We read a lot of words in our daily life in this College. We read them in ancient archives and endless emails, in committee papers and academic articles, in first year essays and PhD theses – and from time to time some us still manage to read and write books. These all have their place. But few texts, few documents, can inspire us to wonder or to joy, and all are strained to the limit when we seek to use them to convey our loving purposes.

Poetry, and in particular, poetry set to music, can take us further – can connect with our hearts and souls. But when you are in trouble, deep trouble, there is nothing more heartwarming, nothing more healing or restoring, than the company of a person who is happy to let speech fall away and simply be with you in attentive, caring, loving silence.

Why did God become human?  You could say that it was because God became tired of writing laws that were regularly broken and sending messages via prophets who were routinely ignored. But that’s a less than adequate way of putting it, because it fails to see that, fundamentally, Christianity is not a ‘do this’, ‘do that’, ‘don’t do the other’ kind of religion. Christianity is a religion of the loving purposes of God, and these are most profoundly expressed in story and poetry, music and art – forms that inspire people to wonder and joy and which lead people to live lives of practical compassion in which actions, words and silence all have their place.

The loving purposes of God are not, as they say, just for Christmas. They are, and this is the Christian gospel, the only force that can deal with the overwhelming evidence of evil that we have been assailed with through the media in recent weeks.  I mean both the manifest evils of brutality and cruelty, and the hidden evils of corruption that lie behind so much poverty and destitution across the world. I mean, as well, the evil of ‘religion’ designed to meet the all-too-human desire to be certain about things that we can’t be certain about, or to control the things we have no right or reason to control. All these things, and many more, are connected and entangled in the web of sin from which only God in Christ can free us.

The question of how we respond to evil must have crossed all our minds in recent weeks; not least as we sat through yet another distressing news bulletin.  The answer that has been suggesting itself to me is that, come what may, we must become ever more attuned to the loving purposes of God. Faced with evil, we need to eschew the easy responses of revenge or despair, and open ourselves to the faithful possibility that the love of God can transform even … well, even Aleppo, even Yemen, even the fear that comes when we dwell on the actions of ruthless terrorists, or the heartache that follows when we imagine what it might be like to be risking everything in an overcrowded and leaky boat somewhere on the Mediterranean.

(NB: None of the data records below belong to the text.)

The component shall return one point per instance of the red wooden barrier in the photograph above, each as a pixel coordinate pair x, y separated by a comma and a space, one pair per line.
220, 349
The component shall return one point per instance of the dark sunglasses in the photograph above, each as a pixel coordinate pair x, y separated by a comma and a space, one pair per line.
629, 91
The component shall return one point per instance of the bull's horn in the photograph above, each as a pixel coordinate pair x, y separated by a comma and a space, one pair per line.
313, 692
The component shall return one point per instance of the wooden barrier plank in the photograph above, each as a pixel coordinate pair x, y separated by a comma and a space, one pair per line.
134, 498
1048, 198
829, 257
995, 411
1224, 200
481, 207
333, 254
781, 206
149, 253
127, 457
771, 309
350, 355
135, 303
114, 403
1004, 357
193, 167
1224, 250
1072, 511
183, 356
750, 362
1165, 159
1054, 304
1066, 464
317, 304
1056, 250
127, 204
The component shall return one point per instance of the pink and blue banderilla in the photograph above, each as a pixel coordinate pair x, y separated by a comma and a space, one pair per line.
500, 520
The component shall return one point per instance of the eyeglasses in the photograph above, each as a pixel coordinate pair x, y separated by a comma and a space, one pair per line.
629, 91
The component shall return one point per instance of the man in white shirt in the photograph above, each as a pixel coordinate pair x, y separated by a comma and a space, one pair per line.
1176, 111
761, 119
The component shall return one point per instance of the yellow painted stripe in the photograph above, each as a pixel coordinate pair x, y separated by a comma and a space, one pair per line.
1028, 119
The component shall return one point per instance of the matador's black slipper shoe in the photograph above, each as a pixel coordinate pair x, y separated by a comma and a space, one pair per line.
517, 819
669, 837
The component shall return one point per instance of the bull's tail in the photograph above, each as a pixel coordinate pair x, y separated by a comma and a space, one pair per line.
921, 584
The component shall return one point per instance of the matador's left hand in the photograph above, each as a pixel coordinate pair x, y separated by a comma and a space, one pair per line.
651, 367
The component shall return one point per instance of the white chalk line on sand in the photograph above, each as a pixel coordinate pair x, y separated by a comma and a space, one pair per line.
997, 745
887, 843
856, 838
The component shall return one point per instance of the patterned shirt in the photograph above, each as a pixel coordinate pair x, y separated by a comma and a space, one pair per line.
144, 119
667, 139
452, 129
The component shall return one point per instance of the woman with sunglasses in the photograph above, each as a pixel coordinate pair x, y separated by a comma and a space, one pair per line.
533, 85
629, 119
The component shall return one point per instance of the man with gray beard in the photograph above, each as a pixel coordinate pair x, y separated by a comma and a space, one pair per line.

The love of God, the loving purposes of God, the silent compassion of God – these are the only answers we can give to life’s toughest questions, because they are the only answers worthy of the depth of suffering that some of our brothers and sisters are experiencing – even now.

And it is our duty and our joy, not only to wonder at this divine yet down-to-earth love, but to engage with it; to embrace it and to love it back, trusting that the way of love is not just one of today’s vaguer life-style options, but is, in fact, the way of Christ. We glimpse it in the glory of this beautiful festival, but know it most profoundly when we ourselves, with such humility as we can manage, let the love and compassion that God has planted in our hearts become our guiding light and our most profound gift to others.

As we today celebrate God’s self-offering to us in Jesus Christ, let us ask for the grace that we might make a gift of our own lives by embracing wholeheartedly the loving purposes of God. And, trusting in those purposes, may we know once again the peace that passeth all understanding and the joy that lights the heavens. And let is lose allour fears and anxieties in wonder, and the hope that God alone can bring through Jesus Christ our Lord.